Although the average delinquency time for loans in foreclosure is 966 days as of March, according to Black Knight (formerly LPS), home prices have risen over the past two years, and many distressed loans have worked their way through the system. The company states that the percentage of Americans in negative equity positions has “declined considerably,” and loans already in the foreclosure process have been aging substantially, all of which Kostya Gradushy, Black Knight’s manager of Loan Data and Customer Analytics, say points to a healthier housing market.
Additionally, Black Knight notes that only one in 10 borrowers are underwater in America, which continues to improve. Negative equity in judicial states is now higher (13.4 percent) than in non-judicial states (7.9 percent). Fully 55 percent of loans in foreclosure have been delinquent for over two years.
“Two years of relatively consecutive home price increases and a general decline in the number of distressed loans have contributed to a decreasing number of underwater borrowers,” Gradushy said in a statement. “Looking at current combined loan-to-value (CLTV), we see that while four years ago 34 percent of borrowers were in negative equity positions, today that number has dropped to just about 10 percent of active mortgage loans.”
Gradushy added, “While negative equity levels have declined for both judicial vs. non-judicial foreclosure states from the peak of the crisis, non-judicial states are now at just under eight percent, as compared to 13.4 percent in their judicial counterparts. Overall, nearly half of all borrowers today are both in positive equity positions and of strong credit quality – credit scores of 700 or above. Four years ago, that category of borrowers represented over a third of active mortgages.”
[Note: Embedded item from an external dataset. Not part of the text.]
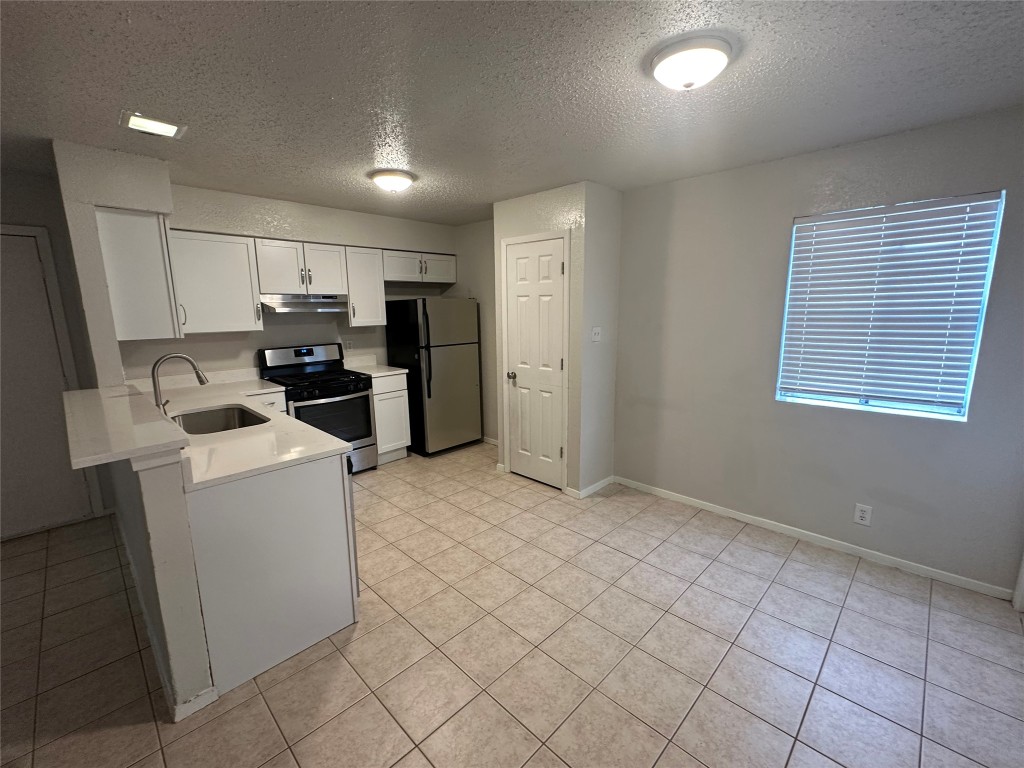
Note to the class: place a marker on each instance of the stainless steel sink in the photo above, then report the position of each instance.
(219, 419)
Explaining the counter-intuitive nature of this data
“Black Knight has also observed the timelines associated with loans in foreclosure continuing to expand over time,” said Gradushy, “reaching an average of 966 days delinquent for those in the foreclosure process. In fact, 55 percent of all loans in foreclosure are now more than two years delinquent — an all-time high. The average length of delinquency for completed foreclosures is quite comparable at 955 days. However, as a share of total aged inventory, fewer of these loans are completing the foreclosure process.”
Noting that it may seem counter-intuitive, Gradushy says this is also indicative of an improving market. “As there are fewer new foreclosure starts, not as many new problem loans, declining delinquencies and improving indicators all around, what’s left are these loans lingering — for years — in the foreclosure pipeline.”
National stats, stat
As of March, the total loan delinquency rate is 5.5 percent, down 7.57 percent from February, and the total foreclosure pre-sale inventory rate fell 4.23 percent for the month to 2.13 percent.
Mississippi, New Jersey, Florida, New York, and Maine have the highest percentage of non-current loans, and the states with the highest percentage of seriously delinquent loans include Mississippi, New York, Rhode Island, Alabama, and Massachusetts.
Montana, Colorado, Alaska, South Dakota and North Dakota continue to have the lowest percentage of non-current loans.
Affordability in America
Black Knight reports that Michigan, Missouri, Indiana, and Iowa are the most affordable states to own a home, and not surprisingly, California and New York are the least affordable.
Affordability is calculated as a ratio of mortgage payment to income, and while affordability varies by state, overall, Black Knight says it’s better now than it was in the years leading up to the housing crisis.
Nationally, the mortgage-to-income ratio now stands at 22 percent, whereas in 2006, only four states were below this level. As of March, nearly two out of every three states fell below this line.